The BPF map devmap holds a refcnt on the net_device structure when
it is in the map. We need to do this to ensure on driver unload we
don't lose a dev reference.

However, its not very convenient to have to manually unload the map
when destroying a net device so add notifier handlers to do the cleanup
automatically. But this creates a race between update/destroy BPF
syscall and programs and the unregister netdev hook.

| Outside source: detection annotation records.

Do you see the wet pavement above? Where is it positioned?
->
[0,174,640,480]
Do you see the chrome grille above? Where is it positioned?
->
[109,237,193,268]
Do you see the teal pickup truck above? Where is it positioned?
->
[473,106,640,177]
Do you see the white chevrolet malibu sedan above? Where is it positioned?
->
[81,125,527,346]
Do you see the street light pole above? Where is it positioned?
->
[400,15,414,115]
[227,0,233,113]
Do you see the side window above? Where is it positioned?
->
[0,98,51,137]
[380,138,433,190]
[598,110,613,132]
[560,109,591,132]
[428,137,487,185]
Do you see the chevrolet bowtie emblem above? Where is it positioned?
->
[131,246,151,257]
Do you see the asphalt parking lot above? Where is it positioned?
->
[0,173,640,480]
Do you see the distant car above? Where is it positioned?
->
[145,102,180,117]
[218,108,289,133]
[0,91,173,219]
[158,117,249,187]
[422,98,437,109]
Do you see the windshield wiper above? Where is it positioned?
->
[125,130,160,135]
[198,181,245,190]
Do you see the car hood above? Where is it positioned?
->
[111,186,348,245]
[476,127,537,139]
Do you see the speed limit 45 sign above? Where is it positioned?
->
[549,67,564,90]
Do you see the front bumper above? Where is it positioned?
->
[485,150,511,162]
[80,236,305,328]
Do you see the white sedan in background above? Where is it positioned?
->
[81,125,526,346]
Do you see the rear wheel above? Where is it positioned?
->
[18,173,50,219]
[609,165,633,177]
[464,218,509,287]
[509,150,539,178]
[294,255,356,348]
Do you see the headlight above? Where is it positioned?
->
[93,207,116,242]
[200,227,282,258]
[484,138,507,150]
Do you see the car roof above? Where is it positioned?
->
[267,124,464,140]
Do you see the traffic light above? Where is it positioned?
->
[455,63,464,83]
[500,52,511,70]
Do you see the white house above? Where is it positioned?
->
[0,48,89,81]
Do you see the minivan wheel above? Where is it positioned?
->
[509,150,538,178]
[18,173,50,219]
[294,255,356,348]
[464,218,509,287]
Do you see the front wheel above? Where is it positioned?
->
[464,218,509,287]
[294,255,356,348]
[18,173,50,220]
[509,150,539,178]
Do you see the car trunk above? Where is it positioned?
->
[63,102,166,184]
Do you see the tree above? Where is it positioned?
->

Unfortunately, the best I could come up with is either to live with
requiring manual removal of net devices from the map before removing
the net device OR to add a mutex in devmap to ensure the map is not
modified while we are removing a device. The fallout also requires
that BPF programs no longer update/delete the map from the BPF program
side because the mutex may sleep and this can not be done from inside
an rcu critical section.  This is not a real problem though because I
have not come up with any use cases where this is actually useful in
practice. If/when we come up with a compelling user for this we may
need to revisit this.

Signed-off-by: John Fastabend <john.fastab...@gmail.com>
Acked-by: Daniel Borkmann <dan...@iogearbox.net>
---
 kernel/bpf/devmap.c   |   73 +++++++++++++++++++++++++++++++++++++++++++++++++
 kernel/bpf/verifier.c |    4 ++-
 2 files changed, 76 insertions(+), 1 deletion(-)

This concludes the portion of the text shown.